INCEPTdk / omop_etl

2 stars 2 forks source link

Rigshospitalet ETL

Run with Docker (option 1) or on the host with Virtual Environments (option 2).

Both options assume you have a database (postgres) instance running either locally or otherwise. These details will be needed when running the ETL.

Get the dev CSV files

In order to run the ETL, you will need some input (dummy) data or source database. This will depend on your project and scan report.

Put these in a directory on your machine somewhere which will need to specified in the input (either in the docker-compose.override.yml or as a command line argument).

Option 1 - Running on the host with Singularity

The singularity container has to be build on the host machine (currently using bitbucket pipelines to build the singularity container directly pulling the github package from this repository). There are no entrypoints available with singularity, so everything has to run through bash commands.

Step 1. Check files

Check that rigs-etl.latest.sif is in the correct location (following examples assume it is at /data/singularity/rigs-etl.latest.sif) Check that a file with all the env variables is in the same location where the singularity is executed.

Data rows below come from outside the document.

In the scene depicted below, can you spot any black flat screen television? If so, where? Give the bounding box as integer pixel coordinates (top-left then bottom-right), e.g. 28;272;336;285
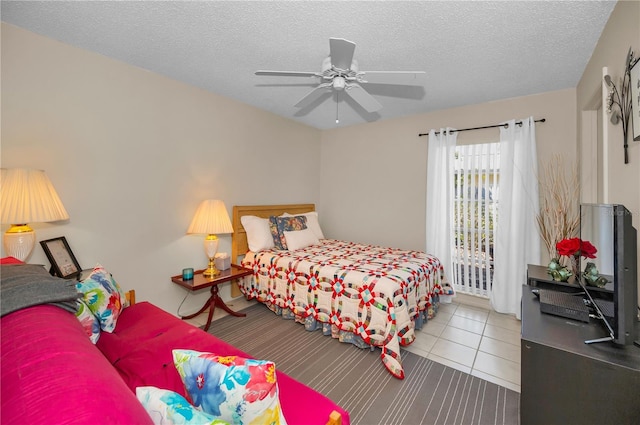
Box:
579;204;638;345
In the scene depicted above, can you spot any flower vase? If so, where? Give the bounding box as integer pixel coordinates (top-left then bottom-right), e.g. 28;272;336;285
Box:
569;255;580;282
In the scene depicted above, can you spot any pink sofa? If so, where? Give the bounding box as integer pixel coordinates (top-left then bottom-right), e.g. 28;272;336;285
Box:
0;260;349;425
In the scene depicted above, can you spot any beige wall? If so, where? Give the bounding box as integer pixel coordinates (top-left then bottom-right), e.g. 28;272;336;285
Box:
576;1;640;301
0;2;640;313
1;23;320;313
319;89;577;256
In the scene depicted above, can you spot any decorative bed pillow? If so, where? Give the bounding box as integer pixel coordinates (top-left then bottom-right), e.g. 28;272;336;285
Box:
76;264;126;333
284;228;320;251
173;350;286;425
76;298;100;344
282;211;325;239
269;215;307;250
136;387;229;425
240;215;274;252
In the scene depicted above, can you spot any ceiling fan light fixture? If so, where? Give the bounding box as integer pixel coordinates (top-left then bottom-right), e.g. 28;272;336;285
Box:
256;38;425;124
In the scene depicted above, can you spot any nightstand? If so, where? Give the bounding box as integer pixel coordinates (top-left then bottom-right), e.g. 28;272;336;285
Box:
171;264;253;331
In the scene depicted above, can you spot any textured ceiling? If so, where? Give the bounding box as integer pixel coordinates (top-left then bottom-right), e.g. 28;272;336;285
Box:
1;0;615;129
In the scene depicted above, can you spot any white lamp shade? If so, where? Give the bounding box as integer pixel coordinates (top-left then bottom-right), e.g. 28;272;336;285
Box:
187;199;233;235
0;168;69;224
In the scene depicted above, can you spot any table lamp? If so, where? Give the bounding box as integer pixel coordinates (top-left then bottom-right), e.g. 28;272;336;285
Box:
0;168;69;261
187;199;233;278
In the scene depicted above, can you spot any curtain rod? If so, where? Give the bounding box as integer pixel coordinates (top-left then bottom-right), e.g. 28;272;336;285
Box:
418;118;546;137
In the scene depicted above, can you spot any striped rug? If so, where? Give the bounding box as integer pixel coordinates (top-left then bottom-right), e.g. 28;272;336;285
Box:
209;304;520;425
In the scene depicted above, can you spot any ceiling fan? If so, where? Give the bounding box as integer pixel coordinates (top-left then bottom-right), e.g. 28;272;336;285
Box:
256;38;426;117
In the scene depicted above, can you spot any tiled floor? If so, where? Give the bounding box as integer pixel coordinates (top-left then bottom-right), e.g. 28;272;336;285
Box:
184;296;520;392
407;298;520;392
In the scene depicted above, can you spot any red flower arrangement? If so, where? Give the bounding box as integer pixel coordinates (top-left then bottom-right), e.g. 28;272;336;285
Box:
556;238;598;258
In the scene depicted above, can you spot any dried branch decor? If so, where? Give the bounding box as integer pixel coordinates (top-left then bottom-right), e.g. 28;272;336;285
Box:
536;155;580;258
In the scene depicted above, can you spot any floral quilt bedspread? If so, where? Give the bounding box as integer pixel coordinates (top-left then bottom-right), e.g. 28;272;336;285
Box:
240;239;453;379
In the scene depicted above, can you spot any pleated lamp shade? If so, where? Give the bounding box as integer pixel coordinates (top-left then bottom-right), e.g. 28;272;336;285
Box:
187;199;233;235
0;168;69;261
187;199;233;278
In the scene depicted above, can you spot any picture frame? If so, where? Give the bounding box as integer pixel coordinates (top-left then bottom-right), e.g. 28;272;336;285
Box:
629;61;640;142
40;236;82;279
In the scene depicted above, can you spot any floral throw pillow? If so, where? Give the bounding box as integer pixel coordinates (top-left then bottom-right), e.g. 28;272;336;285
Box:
269;215;307;250
76;264;126;333
136;387;229;425
76;298;100;344
173;350;286;425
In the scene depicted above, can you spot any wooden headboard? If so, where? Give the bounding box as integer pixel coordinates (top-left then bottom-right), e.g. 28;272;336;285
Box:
231;204;316;264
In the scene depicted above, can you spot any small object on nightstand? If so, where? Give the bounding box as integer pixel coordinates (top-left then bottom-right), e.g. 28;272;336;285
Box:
182;268;193;280
171;264;253;331
214;252;231;270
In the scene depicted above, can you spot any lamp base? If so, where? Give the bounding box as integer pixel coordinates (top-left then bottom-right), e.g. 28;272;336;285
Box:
202;258;220;278
4;224;36;261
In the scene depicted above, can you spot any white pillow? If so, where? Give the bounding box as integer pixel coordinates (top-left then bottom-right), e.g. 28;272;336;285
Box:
240;215;275;252
284;228;320;251
282;211;324;239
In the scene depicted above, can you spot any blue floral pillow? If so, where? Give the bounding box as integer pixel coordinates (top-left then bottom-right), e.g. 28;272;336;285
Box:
269;215;307;250
136;387;229;425
173;350;286;425
76;298;100;344
76;264;126;333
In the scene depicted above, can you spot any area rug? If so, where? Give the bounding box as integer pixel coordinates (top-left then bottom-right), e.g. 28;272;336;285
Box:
209;304;520;425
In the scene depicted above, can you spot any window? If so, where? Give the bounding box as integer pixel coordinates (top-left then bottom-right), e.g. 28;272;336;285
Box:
452;143;500;297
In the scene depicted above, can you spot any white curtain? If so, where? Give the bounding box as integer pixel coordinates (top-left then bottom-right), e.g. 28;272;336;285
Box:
426;128;457;283
490;117;541;319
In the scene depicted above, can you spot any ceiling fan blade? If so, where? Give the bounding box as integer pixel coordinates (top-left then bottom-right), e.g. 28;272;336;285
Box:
345;83;382;113
329;38;356;70
358;71;427;86
256;71;319;77
294;84;331;108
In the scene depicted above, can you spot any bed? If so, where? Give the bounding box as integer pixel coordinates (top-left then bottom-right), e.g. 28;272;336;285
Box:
231;204;453;379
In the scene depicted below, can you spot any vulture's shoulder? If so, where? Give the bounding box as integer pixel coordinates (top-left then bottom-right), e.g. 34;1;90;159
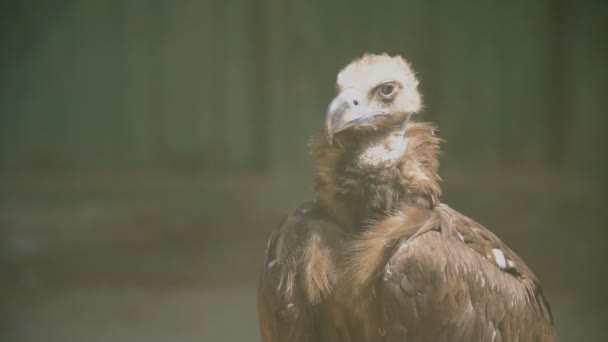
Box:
258;202;343;341
379;205;554;341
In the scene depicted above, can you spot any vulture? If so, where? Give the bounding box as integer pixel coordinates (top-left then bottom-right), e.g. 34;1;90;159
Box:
257;54;556;342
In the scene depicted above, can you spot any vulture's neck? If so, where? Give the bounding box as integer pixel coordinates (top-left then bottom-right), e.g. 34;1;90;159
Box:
313;122;441;231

This file would look like:

DB_DBMS=duckdb
DB_PORT=none
DB_SERVER=/data/rigs-etl.duckdb
DB_DBNAME=/data/rigs-etl.duckdb
DB_USER=none
DB_PASSWORD=none
VERBOSITY_LEVEL=DEBUG
SOURCE_SCHEMA=source
TARGET_SCHEMA=omopcdm
REGISTRY_SCHEMA=registries
INCLUDE_UNMAPPED_CODES=FALSE
NUM_THREADS=30
MAX_MEMORY_LIMIT=120gb

The path to the database (which will be binded later to /data ) must have this structure:

.rigs-etl.duckdb
.output
├── site1
│   ├── course_metadata
│   │   └─ course_metadata.parquet
│   ├── diagnoses_procedures
│   │   └── diagnoses_procedures.parquet
│   ├── drugs
│   │   ├── administrations.parquet
│   │   └── prescriptions.parquet
│   ├── observations
│   │   ├── observations-1.parquet
│   │   ├           .
│   │   └── observations-N.parquet
│   ├── descriptions.parquet
│   └── course_id_cpr_mapping.txt
├── site2
│   ├── course_metadata
│   │   └─ course_metadata.parquet
│   ├── diagnoses_procedures
│   │   └── diagnoses_procedures.parquet
│   ├── drugs
│   │   ├── administrations.parquet
│   │   └── prescriptions.parquet
│   ├── observations
│   │   ├── observations-1.parquet
│   │   ├           .
│   │   └── observations-N.parquet
│   ├── descriptions.parquet
│   └── course_id_cpr_mapping.txt
├── diag.parquet
├── opr.parquet
├── ube.parquet
├── laboratory.parquet

Load the source data into the database

In order to load the souce data into the database you can run the following command (you need to bind the right folder to /data):

singularity exec --bind /path/to/database:/data --env-file rigs-etl-duckdb.env --pwd /etl --writable /data/singularity/rigs-etl.latest.sif /etl/docker/stage_source_to_duckdb.sh

Load vocab into the database

In order to load the vocab into the database you can run the following command (you need to bind the right folder to /data and /vocab):

singularity exec --bind /path/to/database:/data --bind /path/to/vocab:/vocab --env-file rigs-etl-duckdb.env --pwd /etl --writable /data/singularity/rigs-etl.latest.sif /etl/docker/stage_vocab_to_duckdb.sh

Load registry into the database

In order to load the registries into the database you can run the following command (you need to bind the right folder to /data and /vocab):

singularity exec --bind /path/to/database:/data --bind /path/to/vocab:/vocab --env-file rigs-etl-duckdb.env --pwd /etl --writable /data/singularity/rigs-etl.latest.sif /etl/docker/stage_registries_to_duckdb.sh

Run the main ETL

In order to run the main ETL you can run the following command (you need to bind the right folder to /data):

singularity exec --bind /path/to/database:/data --env-file rigs-etl-duckdb.env --pwd /etl --writable /data/singularity/rigs-etl.latest.sif /etl/docker/entrypoint.sh

If you want to run the tests or add new env vars you can either add them to the env files or passing the --env parameter in the command above.

Run the merge ETL

In order to run the merge ETL you can run the following command (you need to bind the right folder to /data):

singularity exec --bind /path/to/database:/data --env-file rigs-etl-duckdb.env --pwd /etl --writable /data/singularity/rigs-etl.latest.sif /etl/docker/entrypoint.merge.sh

Option 2 - Running with Docker

It assumes that your database is running on the rigs-net.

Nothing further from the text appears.